When we can eat no more, Tokutake agrees to wrap up our remaining noodles and — leftovers in hand — we head across the hall to explore the museum exhibits.

“Soba’s been a big part of Togakushi since the late 17th century,” explains friendly docent Tunejirou Iijima as he leads us around the thoughtfully-prepared displays. Among the collections the museum has on offer are old ukiyo-e (woodblock prints) of soba-slurping courtesans and a variety of tools used in the buckwheat-cultivation process. Though it’s unclear how the plant arrived in the region, Iijima notes that the hearty noodles have long been served to pilgrims visiting the area’s mountain shrines, and yearly autumn festivals celebrate the important buckwheat harvest.
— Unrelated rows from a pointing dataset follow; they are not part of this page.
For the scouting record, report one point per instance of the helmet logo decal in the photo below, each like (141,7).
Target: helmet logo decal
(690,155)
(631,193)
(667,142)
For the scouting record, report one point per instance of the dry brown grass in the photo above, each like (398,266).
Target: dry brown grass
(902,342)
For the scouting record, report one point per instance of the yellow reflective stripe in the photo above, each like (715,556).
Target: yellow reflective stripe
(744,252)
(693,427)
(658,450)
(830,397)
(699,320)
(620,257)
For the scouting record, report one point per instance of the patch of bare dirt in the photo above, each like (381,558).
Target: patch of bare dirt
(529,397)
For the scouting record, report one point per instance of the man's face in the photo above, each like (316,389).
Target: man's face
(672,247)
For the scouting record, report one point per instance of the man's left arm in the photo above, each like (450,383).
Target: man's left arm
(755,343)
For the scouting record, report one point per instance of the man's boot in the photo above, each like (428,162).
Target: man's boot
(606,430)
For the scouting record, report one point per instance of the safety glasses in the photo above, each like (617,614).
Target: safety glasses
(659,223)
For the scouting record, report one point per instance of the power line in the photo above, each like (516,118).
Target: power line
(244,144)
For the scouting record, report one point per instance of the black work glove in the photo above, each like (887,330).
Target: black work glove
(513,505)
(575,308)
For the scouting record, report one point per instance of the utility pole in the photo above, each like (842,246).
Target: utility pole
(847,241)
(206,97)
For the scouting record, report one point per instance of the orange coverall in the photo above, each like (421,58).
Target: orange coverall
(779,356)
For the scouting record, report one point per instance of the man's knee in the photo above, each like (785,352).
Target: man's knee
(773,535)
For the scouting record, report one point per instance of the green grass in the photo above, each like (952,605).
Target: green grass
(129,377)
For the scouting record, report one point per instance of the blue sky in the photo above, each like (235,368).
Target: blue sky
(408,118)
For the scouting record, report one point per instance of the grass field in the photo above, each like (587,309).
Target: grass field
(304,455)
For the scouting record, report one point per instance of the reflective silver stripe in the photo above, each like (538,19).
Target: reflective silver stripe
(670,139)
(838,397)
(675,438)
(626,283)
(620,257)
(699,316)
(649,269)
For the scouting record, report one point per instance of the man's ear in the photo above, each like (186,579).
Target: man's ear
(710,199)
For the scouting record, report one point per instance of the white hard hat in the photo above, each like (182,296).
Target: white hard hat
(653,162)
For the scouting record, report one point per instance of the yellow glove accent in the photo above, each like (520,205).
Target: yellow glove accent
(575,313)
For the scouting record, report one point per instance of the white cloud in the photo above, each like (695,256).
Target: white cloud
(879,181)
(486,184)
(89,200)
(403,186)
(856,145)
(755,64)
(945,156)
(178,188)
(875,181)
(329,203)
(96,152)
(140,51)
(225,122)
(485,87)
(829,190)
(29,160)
With the morning wearing on and a thorough soba education under our belts, we’re ready to explore the region’s aforementioned shrines and find a way to walk off the mass of noodles we’ve gobbled up. A short ride up the road from the Togakushi Soba Museum, the local bus terminates its route at the trailhead for the Okusha subshrine, the uppermost of the three-part Togakushi Shrine. A giant wooden torii gate stands sentinel-like at the head of a forest path lined with over 300 majestic cryptomeria trees. In autumn, hikers swirl their way through piles of red and yellow leaves on a half-hour climb to the shrine’s main hall, which sits serenely against a picturesque backdrop of tall peaks. Most visitors stop here to enjoy the stunning view over the hills and write prayers of good fortune on the shrine’s dragon-emblazoned ema (prayer plaques); more intrepid souls continue up the knife-edged ridge on a multihour hike to take in the scene from nearer the clouds.

Back down at the base of the mountains, we follow a side path that leads deeper into the woods and through one of the region’s rare wetlands. Boardwalks crisscross the swampy flatlands and birdwatchers gather here to catch sight of more than 120 species that populate the area. Cattails soon give way to sturdy oaks as the path winds south, past tiny Inari shrines and stone statues that keep watch over passing travelers. Under the leafy canopy, the midday heat is kept at bay, though the shady path is conspicuously void of other hikers. We amble along, enjoying both the cool breezes and the lack of crowds.

Backcountry meets blacktop again a few kilometers later at the edge of Mirror Lake, which has rightly earned its moniker. Here, cars, caravans and day hikers mingle along the shores of a lake on whose glassy surface snowy clouds and azure skies are reflected. In any season, the banks are crowded with both snap-happy tourists and professional shutterbugs as they attempt to capture the surrounding scenery shining on the clear waters.

From Mirror Lake, it’s a steep climb back up into the hills where we’re treated to magnificent views of distant mountain ranges. We hike for a kilometer or two in near silence along the top of the ridge, both of us content just to soak in the peaceful forest atmosphere. At the hidden Kotoriga (Small Bird) Lake, we stop for one final moment of blissful solitude before a gentle descent brings us out of the woods and back to civilization.

The path ends in the hamlet of Chusha, home to the second of Togakushi’s mountain shrines. Across from the base of the shrine’s stone staircase, a line has formed outside Uzuraya Soba, with chattering customers eagerly awaiting their turn in one of the region’s most celebrated soba eateries. We pause for a moment and debate joining the queue, until the weight of the soba leftovers in our backpack reminds us of our morning efforts. We may not have years of experience behind us, but I’m sure that today, our noodles will taste just as good.

Togakushi is reached by highway bus from the city of Nagano, Nagano Prefecture, which runs hourly and leaves from outside the Nagano Bus Office across from the JR station (¥1,000 to ¥1,170, one way). The Togakushi Soba Museum is open 9 a.m. to 4:30 p.m. Soba-making courses cost ¥3,000 for two to four people; a tasting session is ¥700. Admission to the museum is included in the course fee.